Faith in the Incomplete: A Journey Through Half-Stories
What is life, if not an ongoing journey of half-finished tasks, forgotten faces & memories both fond and faded? At first glance, it might all feel chaotic, disappointing even — but look closer, and you might just see a deeper pattern. A rhythm. A dance of incompleteness that gives life its depth and dimension.
If life didn’t have these, would we still have faith in it?
For the longest time, I thought perfection was a goal worth chasing. That the finished work, the kept promise, the remembered name & the timely moment were what made life worthwhile. But somewhere between lived experiences & quiet reflections, I found otherwise.
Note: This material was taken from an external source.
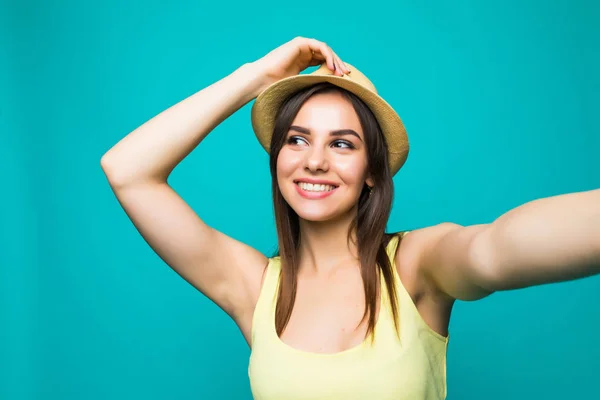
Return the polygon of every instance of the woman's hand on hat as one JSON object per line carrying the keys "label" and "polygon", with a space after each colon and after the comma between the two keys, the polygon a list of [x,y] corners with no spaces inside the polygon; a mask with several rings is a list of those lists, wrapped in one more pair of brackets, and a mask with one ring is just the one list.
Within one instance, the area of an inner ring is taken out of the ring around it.
{"label": "woman's hand on hat", "polygon": [[260,92],[281,79],[298,75],[308,67],[326,63],[334,75],[350,73],[346,64],[324,42],[296,37],[251,63],[263,78]]}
Life is lived, more often than not, in the in-betweens — the pauses between action & outcome, the silences between conversations, the detours that lead us to unexpected clarity.
Rajan: The Belief That Survived the System
He had built more than a business. He had built belief.
Rajan never shouted about his ambitions. He let them unfold in the discipline of daily life. A modest office. Clean accounting. Slow and steady growth. While his peers climbed corporate ladders with jetpacks, he built his own staircase — each step laid with honesty, caution, and long hours.
But when policy shifted overnight, as it so often does in our part of the world, his staircase collapsed.
The business wound up. At 50, he found himself in middle management under people ten years younger. He now signed leave forms instead of cheques.
Yet, there was no bitterness. Just an unanswered question: Was this what I was meant to become or what I had to become?
Niharika: The Balance Sheet and the Empty Space
She knew how to manage money. Her decisions were sharp. A house at 29. A promotion at 32. A retirement plan before her 35th birthday.
But what she couldn’t manage were the small promises she made to herself.
To take a break. To forgive someone. To call back. To stay. To allow herself to be vulnerable, just once.
People drifted. Relationships faltered. Not because she didn’t care but because care doesn’t always make it to the to-do list.
Now, late at night, she wondered if getting everything "right" had cost her the parts that were never meant to be measured.
The Reunion Club: Those Who Didn’t Make the Selfie
They gathered at a posh restaurant with middle-aged bellies and college-boy laughter. Arvind, Ravi, Rohan and Sid.
The Gang of 2001.
The clinking of glasses, the low hum of jazz in the background, the nostalgic pull of masala peanuts no longer on the menu — it all formed the background to their noisy joy.
They toasted each other, mocked missing classmates while diving into nostalgia as if it was a swimming pool they hadn’t visited in years.
One name paused the conversation: Mehul. Never a close friend. But once, he filled in for an elocution when Ravi fell ill. And won.
He never came to reunions. No one knew where he was.
"Maybe he remembered enough to stay away," Ravi laughed.
They all laughed. But later, as Arvind paid the bill with his black Amex, he quietly wondered if the people who truly shaped them were the ones they never fully noticed.
The Waiting Room
People think journeys start with action. But most journeys begin in waiting rooms.
Plans need to be finalised. Bags packed. The train must arrive.
In these moments of waiting, we reflect. We prepare. We hope.
And sometimes, we heal.
Because the journey isn’t the boarding pass or the destination. It’s the part in-between. Where thoughts grow. Where silence teaches. Where time adds meaning.
And So, the Faith Remains
Half-done work still teaches something. Broken promises still carry intent. Forgotten people still leave fingerprints. Missed moments still make space for better ones.
If everything in life were complete, perfect and predictable, where would wonder live?
In the end, it is the flaws, the pauses, the detours that keep our faith alive.
Faith in the incomplete. Faith in becoming. Faith in life.
Aastha.
The song from ABBA just stays with me:
If you see the wonder of a fairy tale,
You can take the future, even if you fail.
And maybe that is the point. Incompleteness is not failure. It is wonder, still unfolding.